I've been doing benchmarking of various models for finding hard security bugs, and my faith in Haiku (and Sonnet, even) has dropped precipitously in the process. Self-hosted Qwen 3.6 27B consistently outperforms both for finding security bugs, which was a shocking result. I expected Qwen to be around Haiku level, maybe a little worse, and I definitely expected it to be worse than Sonnet.

And, DeepSeek and MiMo perform much better than Haiku and Sonnet, near Opus/GPT 5.5 levels, at a fraction of the cost.

There's seemingly no reason to ever use Haiku or Sonnet, if you're not getting it for free or as part of a subscription (that you don't usually saturate).

I don't suppose you've had a chance to benchmark MiniMax V3 yet? I've only just started testing other models after being an Anthropic fan. I haven't put MiniMax V3 to coding tasks yet, but something about my early simple tests has impressed me. The MiniMax API pricing is about 7% of Anthropic API prices (about matching Anthropic's subscription pricing).

I don't think that's what these small models are for. They are for things like text summarization and generating a title for your AI session. Maybe Haiku occupies a weird zone where it's overpowered for those tasks but underpowered for anything more sophisticated. But for example I used it on an agentic reasoning task recently (reading a chunk of information and drawing a written conclusion, not writing code) and it did just fine. More powerful model would have been a waste of money.

Sure, but it's priced higher than many better models. I'm not saying use the biggest models for everything. I'm saying Haiku is not a great deal as small models go. You can even self-host a model that is competitive if you've got a pretty beefy machine.

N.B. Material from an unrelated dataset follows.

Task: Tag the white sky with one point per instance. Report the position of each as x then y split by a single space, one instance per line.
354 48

Haiku costs $1/$5. DeepSeek V4 Flash, a stronger model, is only $0.0028/$0.14/$0.28. That first number is the cached input, and DeepSeek caching is crazy efficient. So, using DeepSeek V4 Flash costs about an order of magnitude less than Haiku and performs better.

I have a Claude subscription because I'm willing to pay a premium for the best model for coding, one that doesn't waste as much of my time doing dumb stuff. But, if I need something other than Claude Code, I'm using something other than Claude models. Why burn money for no benefit?

Oh, also, Haiku chews tokens like crazy. In my benchmarks it used three times more tokens than the next highest model. Of course, security bug hunting is not in its wheelhouse, so it's not fair to judge it based on that one thing, but if it's more expensive per token and burns a lot more tokens, it ends up being a lot more expensive.

I suspect the outrageous pricing of haiku/sonnet is offsetting the cost of opus. The value proposition a year ago was they were cheaper than opus, not that they're a fantastic value (which they're not)

Haiku/Flash/small models are underpowered for literally anything where being non-false-positively correct on details matters at least like 25%. (That's not to say they are only correct 25% of the time, it's definitely more than that, but they're blatantly confidently wrong often enough that the wasted time is a significant net negative for me, even on relatively trivial tasks.)

Same opinion. Opus is best for coding, but Qwen 3.6 27b Q8 is next, before Sonnet.

Sonnet might have more knowledge and is maybe good for making excel sheets, but it does not write good code and does not follow instructions well.

But 27b Q8 needs a very beefy PC (48GB VRAM or more), so it is not an option many people can use and DS4F is so cheap right now, if you are open to externally hosted models.

DeepSeek competes with Sonnet, not significantly worse or better. It tends to do weird things in codebases on the bigger side.

At $3/$15, Sonnet is more than an order of magnitude more expensive than DeepSeek at $0.435/$0.87 (with cached input pricing of $0.003625, DeepSeek is very good at caching, so it's very cheap to use). So, if they're equal in performance, DeepSeek is ten times better value.

But, from what I can tell DeepSeek is better than Sonnet, though I agree it is not at the level of current Opus or GPT 5.5 (but I think it probably beats Gemini Pro 3.1). I use the best model I can for code, because the cost of weaker performance is more than the $100/month I pay for Claude Opus, but it's worth knowing there are very cheap, very good, models for stuff I want to do that isn't Claude Code.

I think there are so many variables from harnesses to tasks, making it very hard to put the models to a pecking order unless one beats another in virtually every task (like in Opus vs DeepSeek).

But all in all, I don't think we disagree.